Selon des médias saoudiens, la peine est assortie d'un sursis de deux ans et dix mois "à condition qu'elle ne commette pas de nouveau crime dans les trois ans".

La période passée en détention provisoire est prise en compte ce qui rend Loujain al-Hathloul, arrêtée en mai 2018, libérable dans "deux mois", a tweeté sa soeur Lina.

Une source proche de la famille et le groupe d'opposition ALQST, basé à Londres, ont déclaré qu'elle serait libérée d'ici mars.

Le tribunal a également interdit à la militante de quitter le royaume pendant cinq ans, a ajouté Lina al-Hathloul, précisant que sa soeur avait l'intention de faire appel du jugement.

"Loujain a pleuré quand elle a entendu la condamnation aujourd'hui", a tweeté Lina al-Hathloul. "Après presque trois ans de détention arbitraire, de torture, d'isolement, ils la condamnent et la qualifient de terroriste." "Nous sommes extrêmement déçus par ce verdict (...) Nous allons faire appel même si nous n'avons pas d'espoir dans le système judiciaire saoudien", a déclaré à l'AFP Walid al-Hathloul, leur frère, interrogé depuis le Canada. "Elle a pleuré car elle a été qualifiée de terroriste."

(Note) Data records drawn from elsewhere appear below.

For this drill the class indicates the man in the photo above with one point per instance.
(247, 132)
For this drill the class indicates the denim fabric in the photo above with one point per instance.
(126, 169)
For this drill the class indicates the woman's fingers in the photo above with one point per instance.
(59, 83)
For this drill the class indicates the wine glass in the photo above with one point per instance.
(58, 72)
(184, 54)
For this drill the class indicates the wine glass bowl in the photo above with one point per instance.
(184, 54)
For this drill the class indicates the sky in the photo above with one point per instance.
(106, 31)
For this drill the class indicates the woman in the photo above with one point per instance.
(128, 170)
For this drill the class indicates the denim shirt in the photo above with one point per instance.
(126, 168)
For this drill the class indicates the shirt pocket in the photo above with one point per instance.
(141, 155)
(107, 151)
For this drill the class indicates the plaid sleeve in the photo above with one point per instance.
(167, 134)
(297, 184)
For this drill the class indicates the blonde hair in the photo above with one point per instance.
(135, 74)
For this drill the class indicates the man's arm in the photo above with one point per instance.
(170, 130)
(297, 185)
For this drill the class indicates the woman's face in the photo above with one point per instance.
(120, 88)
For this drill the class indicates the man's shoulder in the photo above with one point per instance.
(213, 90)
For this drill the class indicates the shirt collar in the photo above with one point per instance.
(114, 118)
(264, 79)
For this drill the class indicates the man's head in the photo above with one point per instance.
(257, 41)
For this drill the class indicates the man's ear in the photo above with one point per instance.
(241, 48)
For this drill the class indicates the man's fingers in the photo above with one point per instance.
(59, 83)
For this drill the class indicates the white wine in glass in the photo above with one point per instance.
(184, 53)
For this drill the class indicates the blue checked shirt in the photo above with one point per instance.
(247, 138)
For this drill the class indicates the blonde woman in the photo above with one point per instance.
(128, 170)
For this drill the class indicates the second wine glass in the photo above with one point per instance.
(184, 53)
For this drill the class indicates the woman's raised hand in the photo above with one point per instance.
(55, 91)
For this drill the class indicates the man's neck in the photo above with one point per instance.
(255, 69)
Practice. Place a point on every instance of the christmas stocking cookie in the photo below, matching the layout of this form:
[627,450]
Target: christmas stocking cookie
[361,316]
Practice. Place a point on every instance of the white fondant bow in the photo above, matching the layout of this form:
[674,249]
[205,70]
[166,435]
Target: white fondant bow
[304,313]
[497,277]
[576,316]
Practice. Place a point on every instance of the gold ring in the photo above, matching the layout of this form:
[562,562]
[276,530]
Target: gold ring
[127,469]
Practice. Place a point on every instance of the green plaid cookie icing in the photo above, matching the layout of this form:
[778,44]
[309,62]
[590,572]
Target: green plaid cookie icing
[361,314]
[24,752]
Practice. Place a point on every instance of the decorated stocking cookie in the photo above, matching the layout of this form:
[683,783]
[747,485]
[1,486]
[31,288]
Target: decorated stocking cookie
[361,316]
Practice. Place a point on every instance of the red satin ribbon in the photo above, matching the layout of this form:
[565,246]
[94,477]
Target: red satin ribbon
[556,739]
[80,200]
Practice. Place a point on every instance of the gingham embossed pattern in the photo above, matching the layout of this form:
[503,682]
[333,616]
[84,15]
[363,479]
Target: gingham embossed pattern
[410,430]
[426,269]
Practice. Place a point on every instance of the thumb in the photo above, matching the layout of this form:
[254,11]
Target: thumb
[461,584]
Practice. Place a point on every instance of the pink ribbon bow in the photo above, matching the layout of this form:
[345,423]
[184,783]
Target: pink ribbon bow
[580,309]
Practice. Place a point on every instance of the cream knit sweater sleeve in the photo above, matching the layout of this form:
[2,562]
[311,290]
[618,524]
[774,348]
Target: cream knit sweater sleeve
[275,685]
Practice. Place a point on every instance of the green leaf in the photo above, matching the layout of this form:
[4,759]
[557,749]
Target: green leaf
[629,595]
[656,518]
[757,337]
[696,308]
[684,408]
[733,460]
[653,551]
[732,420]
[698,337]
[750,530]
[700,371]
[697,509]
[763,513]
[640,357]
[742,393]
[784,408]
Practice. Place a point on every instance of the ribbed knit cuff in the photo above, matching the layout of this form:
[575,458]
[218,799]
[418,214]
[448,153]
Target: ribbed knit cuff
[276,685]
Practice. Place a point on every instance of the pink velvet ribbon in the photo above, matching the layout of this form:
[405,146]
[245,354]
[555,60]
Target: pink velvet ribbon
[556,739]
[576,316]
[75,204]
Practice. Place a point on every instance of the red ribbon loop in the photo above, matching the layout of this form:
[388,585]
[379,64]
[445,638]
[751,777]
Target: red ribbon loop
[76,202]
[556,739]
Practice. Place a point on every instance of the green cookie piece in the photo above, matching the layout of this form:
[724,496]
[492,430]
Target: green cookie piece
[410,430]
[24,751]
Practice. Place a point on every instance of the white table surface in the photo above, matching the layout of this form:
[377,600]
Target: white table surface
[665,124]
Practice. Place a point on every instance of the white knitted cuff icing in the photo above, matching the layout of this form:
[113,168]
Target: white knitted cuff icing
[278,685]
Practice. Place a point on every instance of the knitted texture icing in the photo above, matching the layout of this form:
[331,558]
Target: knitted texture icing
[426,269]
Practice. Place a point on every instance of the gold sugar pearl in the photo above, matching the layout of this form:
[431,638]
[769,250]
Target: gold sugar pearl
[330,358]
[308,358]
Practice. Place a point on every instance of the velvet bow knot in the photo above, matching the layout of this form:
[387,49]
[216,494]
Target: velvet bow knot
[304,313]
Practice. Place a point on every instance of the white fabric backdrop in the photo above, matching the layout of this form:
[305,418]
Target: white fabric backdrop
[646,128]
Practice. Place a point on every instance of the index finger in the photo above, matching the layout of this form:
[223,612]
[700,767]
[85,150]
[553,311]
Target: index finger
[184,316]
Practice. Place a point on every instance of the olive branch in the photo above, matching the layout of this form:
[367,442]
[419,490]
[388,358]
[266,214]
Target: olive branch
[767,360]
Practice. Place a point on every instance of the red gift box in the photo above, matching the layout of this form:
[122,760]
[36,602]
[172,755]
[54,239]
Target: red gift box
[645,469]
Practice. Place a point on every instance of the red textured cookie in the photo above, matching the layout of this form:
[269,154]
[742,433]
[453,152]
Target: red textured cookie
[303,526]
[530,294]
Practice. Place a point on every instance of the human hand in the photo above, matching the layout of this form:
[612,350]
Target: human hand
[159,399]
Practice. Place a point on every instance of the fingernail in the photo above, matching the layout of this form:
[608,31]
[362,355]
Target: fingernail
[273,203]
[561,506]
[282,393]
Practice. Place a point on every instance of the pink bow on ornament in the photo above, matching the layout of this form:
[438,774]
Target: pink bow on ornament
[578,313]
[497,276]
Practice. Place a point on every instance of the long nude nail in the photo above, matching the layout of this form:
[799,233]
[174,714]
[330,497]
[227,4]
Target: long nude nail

Selon lui, "l'intervention du prince héritier (Mohammed ben Salmane) dans la procédure ne montre pas que le procès a été indépendant, elle montre plutôt qu'il avait des motivations politiques".

Ce jugement représente pour le gouvernement saoudien une "stratégie de sortie tout en gardant la face" devant les fortes pressions internationales pour la libération de Loujain al-Hathloul, a déclaré à l'AFP la source proche de la famille.

Elle avait été arrêtée, avec d'autres militantes, peu avant la levée de l'interdiction de conduire faite aux Saoudiennes, une réforme pour laquelle ces femmes militaient.

L'Arabie saoudite est très critiquée par les ONG pour son bilan en matière de droits humains qui embarrasse régulièrement ses partenaires occidentaux.